Imagine that you are responsible for high-performance computing for an automobile manufacturer. Car designs need body panels limiting aerodynamic drag wrapped around engines burning fuel efficiently. But it takes big computers to model aerodynamic flow and flame front propagation.
So let’s say that with a major investment in hardware and staffing your company has built and used a high performance computing platform to design next year’s model inside and out.
Great! But now what are you going to do with your supercomputer until it’s time for the next design cycle?
It would be nice if you could recover more on your investment by renting it out for similar computing by other companies. But many companies interested in solving the same problems will see you as their competitor. They will not want to store their data on your system. They wouldn’t even want to run their programs on dummy data there, because you might steal their algorithms.
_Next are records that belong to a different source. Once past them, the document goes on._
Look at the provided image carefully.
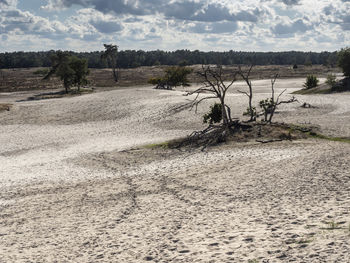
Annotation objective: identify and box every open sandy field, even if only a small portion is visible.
[0,78,350,263]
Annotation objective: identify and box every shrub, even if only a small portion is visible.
[304,75,319,89]
[203,103,222,124]
[338,48,350,77]
[326,74,337,88]
[148,66,192,89]
[148,78,162,85]
[33,68,49,76]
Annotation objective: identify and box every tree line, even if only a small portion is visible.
[0,50,337,68]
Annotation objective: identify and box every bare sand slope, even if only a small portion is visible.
[0,80,350,262]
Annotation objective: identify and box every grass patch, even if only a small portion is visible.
[321,221,342,230]
[143,142,169,149]
[292,88,332,95]
[33,68,49,76]
[296,239,313,245]
[309,132,350,143]
[0,103,12,112]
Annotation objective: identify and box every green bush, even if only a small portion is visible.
[203,103,222,124]
[304,75,319,89]
[33,68,49,76]
[148,78,162,85]
[326,74,337,88]
[338,48,350,77]
[148,66,193,89]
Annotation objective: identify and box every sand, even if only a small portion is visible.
[0,79,350,262]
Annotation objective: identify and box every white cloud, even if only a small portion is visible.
[0,0,350,51]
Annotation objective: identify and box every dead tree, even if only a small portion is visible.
[186,66,237,127]
[179,66,244,150]
[237,64,256,121]
[259,74,297,123]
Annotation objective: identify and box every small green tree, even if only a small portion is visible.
[203,103,222,124]
[69,56,90,91]
[303,75,319,89]
[148,66,193,90]
[44,51,89,93]
[338,47,350,77]
[326,74,337,88]
[101,44,119,82]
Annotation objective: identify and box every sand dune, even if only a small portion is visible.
[0,79,350,262]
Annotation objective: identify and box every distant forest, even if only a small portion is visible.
[0,50,337,68]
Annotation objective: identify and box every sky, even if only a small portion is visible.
[0,0,350,52]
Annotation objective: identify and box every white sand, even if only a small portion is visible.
[0,79,350,262]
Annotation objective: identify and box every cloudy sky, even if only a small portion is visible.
[0,0,350,52]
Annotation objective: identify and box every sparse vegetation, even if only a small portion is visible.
[237,65,256,121]
[338,48,350,77]
[148,66,192,90]
[101,44,119,82]
[0,103,12,112]
[304,75,319,89]
[33,68,49,76]
[44,51,89,93]
[203,103,222,124]
[326,74,337,89]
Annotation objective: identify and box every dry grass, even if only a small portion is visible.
[0,65,339,92]
[0,103,12,112]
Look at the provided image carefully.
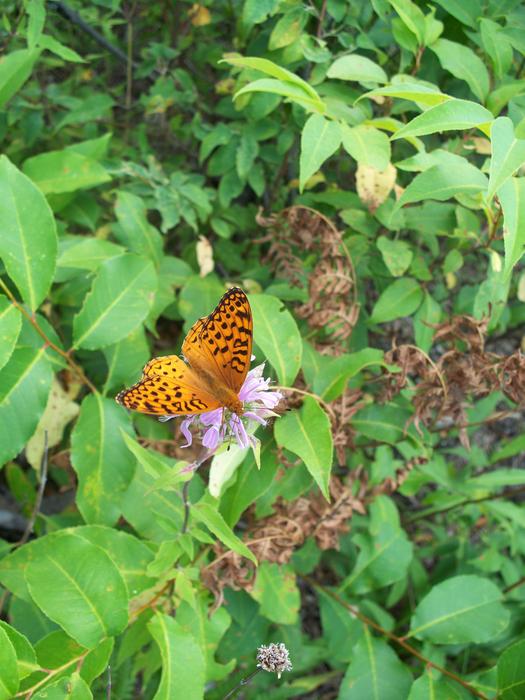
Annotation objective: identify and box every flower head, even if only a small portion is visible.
[161,363,282,464]
[257,642,292,678]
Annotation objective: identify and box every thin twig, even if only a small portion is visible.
[223,668,262,700]
[0,279,97,392]
[15,430,48,547]
[302,576,488,700]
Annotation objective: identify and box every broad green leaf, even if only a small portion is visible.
[392,100,493,141]
[26,532,128,649]
[32,672,93,700]
[369,277,423,324]
[498,177,525,279]
[0,296,22,369]
[487,117,525,199]
[148,613,206,700]
[326,53,388,85]
[0,620,40,680]
[102,326,150,394]
[250,294,303,386]
[115,190,162,267]
[498,639,525,700]
[341,123,390,170]
[407,575,510,644]
[377,236,414,277]
[357,82,454,107]
[57,241,125,272]
[0,345,53,465]
[338,627,412,700]
[299,114,341,192]
[251,561,301,625]
[414,291,442,352]
[0,627,20,700]
[396,161,488,207]
[191,501,257,565]
[73,253,157,350]
[274,396,333,501]
[71,393,135,525]
[22,149,111,194]
[0,49,40,109]
[429,39,490,102]
[0,156,57,311]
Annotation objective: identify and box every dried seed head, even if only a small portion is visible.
[257,642,292,678]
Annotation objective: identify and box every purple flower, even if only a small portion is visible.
[168,364,282,462]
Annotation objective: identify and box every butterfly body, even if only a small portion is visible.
[116,287,252,416]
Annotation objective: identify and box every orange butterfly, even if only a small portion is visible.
[116,287,253,416]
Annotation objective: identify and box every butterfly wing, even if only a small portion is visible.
[182,287,253,394]
[116,355,221,416]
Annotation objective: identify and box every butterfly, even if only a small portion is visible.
[116,287,253,416]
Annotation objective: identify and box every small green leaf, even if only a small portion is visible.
[299,114,341,192]
[392,100,494,141]
[487,117,525,199]
[26,532,128,649]
[73,253,158,350]
[369,277,423,324]
[0,159,57,311]
[250,294,303,386]
[274,396,333,501]
[326,53,388,85]
[0,296,22,369]
[22,149,111,194]
[251,561,301,625]
[498,177,525,278]
[191,501,257,566]
[71,393,135,525]
[497,639,525,700]
[429,39,490,102]
[148,613,206,700]
[341,123,390,171]
[407,575,510,644]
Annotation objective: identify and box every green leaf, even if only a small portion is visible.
[274,396,333,501]
[0,49,40,109]
[396,161,488,208]
[191,501,257,566]
[487,117,525,199]
[250,294,303,386]
[407,575,510,644]
[0,627,20,700]
[429,39,490,102]
[0,345,53,465]
[338,626,412,700]
[299,114,341,192]
[115,190,162,267]
[377,236,414,277]
[326,53,388,85]
[73,253,158,350]
[0,156,57,311]
[392,100,493,141]
[498,177,525,279]
[26,532,128,649]
[71,393,135,525]
[148,613,205,700]
[498,639,525,700]
[369,277,423,324]
[251,561,301,625]
[22,149,111,194]
[0,296,22,369]
[341,123,390,171]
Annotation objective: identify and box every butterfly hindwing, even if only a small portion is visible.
[182,287,253,394]
[117,355,221,416]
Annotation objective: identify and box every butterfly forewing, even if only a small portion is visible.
[117,355,221,416]
[182,287,253,394]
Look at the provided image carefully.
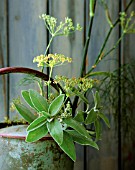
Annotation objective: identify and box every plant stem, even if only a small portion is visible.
[48,67,53,98]
[44,36,54,55]
[80,0,96,77]
[86,0,134,75]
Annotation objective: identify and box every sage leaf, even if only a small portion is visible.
[27,116,46,131]
[74,111,84,122]
[47,119,63,145]
[14,103,37,123]
[22,90,36,109]
[85,108,97,125]
[41,111,50,118]
[72,90,89,104]
[66,130,99,149]
[63,118,90,138]
[29,90,49,112]
[98,113,110,128]
[26,124,48,142]
[49,94,65,116]
[60,131,76,162]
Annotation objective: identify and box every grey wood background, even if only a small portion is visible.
[0,0,135,170]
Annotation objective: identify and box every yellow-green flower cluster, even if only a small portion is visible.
[55,76,95,93]
[39,14,57,34]
[33,54,72,68]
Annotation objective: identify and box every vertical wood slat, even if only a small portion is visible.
[9,0,47,118]
[121,0,135,170]
[87,0,119,170]
[0,0,8,122]
[50,0,84,170]
[0,0,135,170]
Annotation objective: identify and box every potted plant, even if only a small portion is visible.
[0,0,134,169]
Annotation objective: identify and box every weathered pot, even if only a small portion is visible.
[0,125,73,170]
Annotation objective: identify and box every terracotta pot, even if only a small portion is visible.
[0,125,73,170]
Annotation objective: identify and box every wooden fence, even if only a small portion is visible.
[0,0,135,170]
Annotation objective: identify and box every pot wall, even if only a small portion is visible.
[0,125,73,170]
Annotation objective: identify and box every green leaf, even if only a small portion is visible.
[63,118,90,138]
[85,108,97,125]
[47,119,63,145]
[41,111,50,118]
[22,90,36,109]
[49,94,65,116]
[98,113,110,128]
[29,90,49,112]
[27,116,46,131]
[26,124,48,142]
[72,90,89,104]
[14,103,37,123]
[74,111,84,122]
[60,131,76,162]
[94,120,102,141]
[66,130,99,149]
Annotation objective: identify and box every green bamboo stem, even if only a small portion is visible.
[86,0,134,76]
[80,0,97,77]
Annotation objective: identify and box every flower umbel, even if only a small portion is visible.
[33,54,72,68]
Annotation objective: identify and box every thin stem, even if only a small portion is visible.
[44,36,54,55]
[48,67,53,98]
[86,0,134,75]
[81,0,96,77]
[73,0,97,115]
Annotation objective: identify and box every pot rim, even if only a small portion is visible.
[0,125,53,140]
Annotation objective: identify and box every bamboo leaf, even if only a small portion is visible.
[85,108,97,125]
[98,113,110,128]
[14,103,37,123]
[66,130,99,149]
[63,118,90,138]
[60,131,76,161]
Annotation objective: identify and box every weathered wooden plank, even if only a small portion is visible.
[87,1,119,170]
[121,0,135,170]
[50,0,84,170]
[0,0,7,122]
[9,0,47,117]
Enter the strange notion of homomorphic encryption.
The idea is that you would encrypt the data before putting it on the system and then you would do the computation on the ciphertext. When the program finishes, you transfer the ciphertext output to somewhere safe and decrypt it there, yielding the answer you wanted.
But wait, it gets stranger.
The program itself would also have to be encrypted, so it can safely run in a hostile environment without exposing its sensitive internal logic to the operators of the computing platform.
This sounds crazy, but researchers have been discussing it since Rivest, Adleman and Dertouzos proposed it in 1978. That’s two-thirds of R, S, and A plus another cryptographer. You can interpret the RSA algorithm as partly homomorphic, some arithmetic operations can be carried out on ciphertext.
This was nothing but purely theoretical, believed to be impossible, until 2008 when Craig Gentry showed a way that it could be done. Unfortunately, the calculation within cipherspace took about a trillion times longer. Entirely impractical, but suddenly possible.
DARPA and IARPA, the defense and intelligence advanced research agencies in the U.S., announced that they would fund $20 million worth of research into the topic. DARPA called their program Catalyzing Research Initiatives in Programming Computation on Encrypted Data (or PROCEED), IARPA made it part of their Security And Privacy Assurance Research Program (or SPAR Program) Broad Agency Announcement.
Then Google and Citigroup funded research by a group at MIT’s Computer Science and Artificial Intelligence Laboratory who published a breakthrough bringing it much closer to practical, showing how they could do encrypted queries on encrypted databases.
Going back to the opening premise, I doubt that you’re in charge of high-performance computing for a car manufacturer. But it’s far more likely that you are considering cloud computing while worrying about the increased exposure of your deta and programs.
As we see in Learning Tree’s Cloud Security Essentials course, the cloud is evolving rapidly. This includes the available security features. Keep an eye on homomorphic cryptography!